We all have that "emo hours" playlist for the sad songs and that "V I B E S" playlist for the happy ones. However, the emotions that songs can convey are far too subtle and varied to be put into just two categories.
Below I'll break down how these three songs evoke the emotions that they do, in as much detail as my knowledge of music and my experience as a human being allows.
Song: Must Have Been The Wind by Alec Benjamin
Emotion: Sonder (definition: "that feeling when you realize that everyone you see, everyone who passes you by has their own complex life")
There is perhaps no artist more skilled than Alec Benjamin at crafting a song around a series of everyday moments. He often takes a slice of life and builds it up into a song, using clever wordplay, symbolism, and easygoing instrumentals, so that the story takes center stage (see If We Have Each Other and Water Fountain). This song is no different. It starts off with a sweet and simple guitar line, over which Benjamin sings: "I heard glass shatter on the wall / In the apartment above mine / At first I thought that I was dreaming / But then I heard the voice of a girl / And it sounded like she'd been crying". We’ve all experienced the feeling of seeing someone crying at school, but daring to approach, though we wish to provide comfort.
Later in the song, Benjamin addresses this dilemma between caring and making things worse: "I didn't want to intrude / Because I knew that I didn't have all the facts / But I couldn't bear the thought of leaving her". And it's these lyrics and the progression of the song's storyline that creates the feeling of sonder. Benjamin knows that the girl in the apartment is hurting and he aches to be there for her, but the song never reveals if they end up talking about "the noise". This mirrors how in our world, we are all trapped in our own minds, only able to catch glimpses of strangers’ sorrow and joy.
Song: Eyes Shut by Years & Years
At the outset, "Eyes Shut" sounds like any old breakup song. Years & Years frontman Olly Alexander croons: "Throw your heart to me / Let it fall and hit the ground... Your timing was so wrong / I just want to be found", as he moves through a dilapidated warehouse in the music video. But as we move into the pre-chorus, the song becomes a bit confusing: "And I, yeah, I've got the lines, I've got the lines / Oh, it's brighter this time / This type of mine / This disguise". When I first heard this song, I was stumped. What lines? What mine? What disguise? But upon further thought, Alexander could be referring to an actor's lines, which interpretation is supported by the word "disguise" as well. We are all actors to some extent, reciting lines and putting on disguises to face the world. How many times throughout the day do we respond "I'm good.

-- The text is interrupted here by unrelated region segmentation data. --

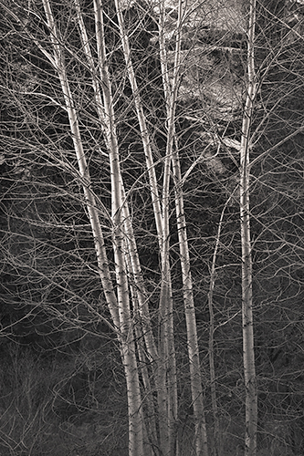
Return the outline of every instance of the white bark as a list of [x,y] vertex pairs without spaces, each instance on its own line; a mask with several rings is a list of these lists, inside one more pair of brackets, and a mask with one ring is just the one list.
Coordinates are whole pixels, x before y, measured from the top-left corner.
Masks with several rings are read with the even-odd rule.
[[244,109],[240,150],[240,219],[242,243],[243,356],[246,390],[245,454],[257,454],[257,393],[252,312],[252,256],[250,239],[250,124],[257,95],[255,74],[256,0],[250,1],[247,32],[247,95]]
[[[169,167],[172,161],[173,172],[174,178],[174,194],[175,194],[175,211],[177,231],[180,247],[180,261],[182,268],[183,305],[187,327],[187,347],[190,366],[191,378],[191,392],[192,402],[194,408],[194,422],[195,422],[195,454],[208,454],[207,447],[207,433],[204,419],[204,409],[203,400],[203,387],[202,375],[199,359],[199,347],[197,340],[195,307],[193,294],[193,282],[190,268],[190,255],[186,232],[186,221],[183,211],[183,195],[182,186],[182,176],[180,162],[178,157],[178,144],[175,136],[175,108],[177,100],[177,91],[180,78],[181,66],[181,43],[182,43],[182,24],[183,16],[183,3],[179,1],[178,5],[178,19],[175,30],[175,53],[174,53],[174,67],[172,83],[170,83],[169,71],[167,66],[167,52],[164,39],[164,23],[165,23],[165,8],[163,2],[160,5],[160,21],[159,21],[159,43],[160,43],[160,57],[162,66],[162,75],[163,90],[167,107],[167,149],[166,161],[169,179]],[[175,150],[174,150],[175,148]],[[166,174],[165,174],[166,176]],[[169,182],[164,185],[162,201],[165,202],[169,198]],[[167,204],[167,207],[168,204]],[[164,213],[164,210],[162,210]],[[169,224],[168,224],[169,227]],[[169,246],[168,246],[169,248]]]

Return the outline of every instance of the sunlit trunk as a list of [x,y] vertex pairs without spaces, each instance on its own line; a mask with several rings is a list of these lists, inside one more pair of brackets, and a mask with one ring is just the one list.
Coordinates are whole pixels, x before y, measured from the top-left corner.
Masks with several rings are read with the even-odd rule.
[[244,109],[240,150],[240,220],[242,244],[243,356],[246,390],[245,454],[257,454],[257,393],[252,312],[252,253],[250,239],[250,125],[257,94],[255,74],[256,0],[250,2],[247,32],[247,95]]
[[[182,281],[183,293],[184,314],[187,328],[187,347],[190,366],[191,378],[191,393],[192,403],[194,415],[195,425],[195,454],[208,454],[207,447],[207,433],[204,420],[204,409],[203,400],[203,387],[202,375],[199,360],[199,347],[197,340],[196,318],[194,300],[193,294],[193,283],[190,269],[190,255],[186,232],[186,222],[183,211],[183,195],[181,168],[178,156],[178,144],[175,135],[175,108],[177,101],[177,91],[180,78],[181,66],[181,44],[182,44],[182,24],[183,24],[183,2],[179,2],[178,5],[178,19],[176,25],[175,36],[175,52],[174,52],[174,67],[172,81],[169,78],[168,58],[164,38],[164,23],[165,23],[165,7],[162,2],[160,4],[160,21],[159,21],[159,43],[160,43],[160,57],[162,75],[163,91],[167,107],[167,148],[166,159],[167,166],[172,163],[173,180],[174,180],[174,195],[175,195],[175,211],[176,223],[178,232],[178,240],[180,247],[180,261],[182,268]],[[167,184],[166,197],[169,195],[169,184]],[[163,201],[165,199],[163,198]]]

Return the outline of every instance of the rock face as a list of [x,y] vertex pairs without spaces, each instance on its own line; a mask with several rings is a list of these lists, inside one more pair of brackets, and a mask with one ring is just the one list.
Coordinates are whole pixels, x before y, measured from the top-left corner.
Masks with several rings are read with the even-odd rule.
[[[178,1],[164,1],[164,36],[173,68]],[[157,16],[157,4],[153,9]],[[182,25],[179,101],[190,107],[192,116],[201,119],[202,109],[207,108],[210,119],[218,120],[240,109],[245,28],[246,18],[236,0],[187,2]]]

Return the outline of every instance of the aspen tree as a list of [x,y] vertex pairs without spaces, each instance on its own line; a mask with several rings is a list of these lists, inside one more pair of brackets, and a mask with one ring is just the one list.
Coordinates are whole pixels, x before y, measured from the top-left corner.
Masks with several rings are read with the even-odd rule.
[[256,0],[250,1],[247,30],[247,80],[240,146],[240,221],[242,245],[243,357],[246,391],[245,454],[257,453],[257,393],[252,310],[252,253],[250,239],[250,125],[257,95],[255,72]]

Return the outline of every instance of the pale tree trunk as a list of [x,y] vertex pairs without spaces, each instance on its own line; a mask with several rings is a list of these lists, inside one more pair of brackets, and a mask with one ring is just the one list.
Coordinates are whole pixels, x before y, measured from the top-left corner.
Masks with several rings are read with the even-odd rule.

How are you?" to that polite inquiry, denying our true feelings again and again?
Finally, the chorus makes it abundantly clear that this song is not only about heartbreak over a person, but over the world at large. As Alexander breaks into the chorus, he pushes open the warehouse doors to reveal a post-apocalyptic world, with a shower of book pages from the sky, burning buildings, and hunched citizens going about their grueling work. Walking through this scene, Alexander explicitly voices the denial that has been hinted at since the beginning of the song: "Well, nothing's gonna hurt me with my eyes shut". This phrase almost sounds childish in a way, calling up images of toddlers playing peekaboo. But within the stark reality of the world created by the music video, the phrase seems desperate, pathetic. We can never regain the naiveté of childhood, as the song acknowledges: "I can see through them". Try as we might to shut our eyes when the horrors of the world become too much, to put on disguises and speak the lines given to us by society, we will eventually be forced to see and reckon with reality for what it is.
Song: Ribs by Lorde
Emotion: Zenosyne (definition: when you feel that time keeps going by faster and faster)
Do I even need to explain here? Ribs perfectly encapsulates the fears and hopes of growing up, all while creating an overarching mood of nostalgia. Obviously, the lyrics contribute to the feeling of time going too fast, with lines such as "It feels so scary, getting old", but this emotion is also embedded in the song itself. Ribs starts out with an almost minute long intro, essentially one note shifting from ear to ear. For the most part, Lorde sings with long pauses punctuating each phrase—imagine her slowly walking down the street at night, stopping to look up at the moon. There's a heartbeat-like sound in the background, creating a sense of urgency. Finally, as we pass the 3:00 mark, she metaphorically breaks into a run, singing: "I want 'em back (I want 'em back) / The minds we had (the minds we had) / It's not enough to feel the lack / I want 'em back, I want 'em back, I want 'em". The repetition of this phrase and the quickening tempo collide in a flurry of yearning for the past and dread of the future. One Youtube commenter expresses the message of the song perfectly: "I regret saying I wanted to "grow up" when I was younger... like time is flying by and I have no idea what I'm going to do".